Cuba has received more than 1.7 million international travelers between January and October of this year, a figure that exceeds the goal that he set downward for this year, which originally stood at 2.5 million.
As reported this Friday by the National Statistics and Information Office (Onei), the figure registered in the first 10 months of 2022 represents 540% more than in the same period last year.
The main issuing countries have been Canada, Cubans residing abroad, the United States, Spain, Germany, Russia, the United Kingdom, France, Italy and Mexico, in that order, according to Onei.
Canada, traditionally the largest issuing market, leads the list of countries with travelers to the island, with 359,034 tourists, followed by the Cuban emigrant community, which accumulates 266,264 visitors.
In a previous cut, in the first eight months 1,396,921 travelers had arrived on the island, more than double the 573,944 who were in Cuba in all of last year, according to official data.
Official estimates foresee income for the Cuban economy of some 1,159 million dollars if that number of visitors arrives until December.
In 2018 and 2019, Cuba welcomed between 4 and 5 million international travelers a year.

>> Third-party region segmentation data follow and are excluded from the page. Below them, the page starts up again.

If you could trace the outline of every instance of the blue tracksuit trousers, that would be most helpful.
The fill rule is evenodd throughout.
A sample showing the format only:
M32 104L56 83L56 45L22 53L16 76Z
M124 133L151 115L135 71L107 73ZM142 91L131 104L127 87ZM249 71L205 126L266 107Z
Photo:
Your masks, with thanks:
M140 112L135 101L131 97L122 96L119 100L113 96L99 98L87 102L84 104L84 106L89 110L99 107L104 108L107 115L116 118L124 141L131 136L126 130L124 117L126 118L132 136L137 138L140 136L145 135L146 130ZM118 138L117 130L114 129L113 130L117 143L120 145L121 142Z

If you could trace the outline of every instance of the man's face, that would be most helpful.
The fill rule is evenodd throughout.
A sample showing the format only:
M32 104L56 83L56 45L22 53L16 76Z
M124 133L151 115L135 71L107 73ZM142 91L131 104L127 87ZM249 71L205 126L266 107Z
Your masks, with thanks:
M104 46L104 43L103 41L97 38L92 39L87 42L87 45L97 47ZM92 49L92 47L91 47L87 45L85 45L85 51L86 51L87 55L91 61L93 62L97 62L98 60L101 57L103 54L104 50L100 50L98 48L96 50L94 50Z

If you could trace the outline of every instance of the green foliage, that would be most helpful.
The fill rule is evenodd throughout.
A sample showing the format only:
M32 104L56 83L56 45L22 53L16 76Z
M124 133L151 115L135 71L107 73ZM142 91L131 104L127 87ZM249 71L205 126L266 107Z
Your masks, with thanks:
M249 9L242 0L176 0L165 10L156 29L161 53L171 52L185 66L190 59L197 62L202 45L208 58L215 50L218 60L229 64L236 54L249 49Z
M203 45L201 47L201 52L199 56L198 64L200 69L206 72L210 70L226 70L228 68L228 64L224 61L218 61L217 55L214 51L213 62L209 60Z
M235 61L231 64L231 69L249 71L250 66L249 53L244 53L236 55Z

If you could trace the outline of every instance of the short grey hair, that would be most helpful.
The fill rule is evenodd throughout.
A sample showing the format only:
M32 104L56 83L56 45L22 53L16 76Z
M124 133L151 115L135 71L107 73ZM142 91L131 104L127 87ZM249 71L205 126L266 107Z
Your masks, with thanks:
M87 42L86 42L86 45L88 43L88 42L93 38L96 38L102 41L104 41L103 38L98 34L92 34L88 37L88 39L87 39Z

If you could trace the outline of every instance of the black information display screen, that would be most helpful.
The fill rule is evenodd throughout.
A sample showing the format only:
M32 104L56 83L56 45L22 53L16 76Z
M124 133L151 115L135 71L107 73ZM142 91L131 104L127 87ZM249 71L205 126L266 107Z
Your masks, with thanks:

Tourism represents the second largest item of gross domestic product (GDP) and the second largest source of foreign currency in Cuba, behind the export of professional services, mainly from the health sector.
The Minister of Tourism, Juan Carlos García Granda, declared that in 2023 Cuba expects to receive more than 3 million foreign tourists.
“Tourism serves to reactivate thermoelectric plants, to buy more food, to provide raw materials to producers, to achieve more well-being and quality of life for the people in general,” he explained during the London Tourism Fair last November.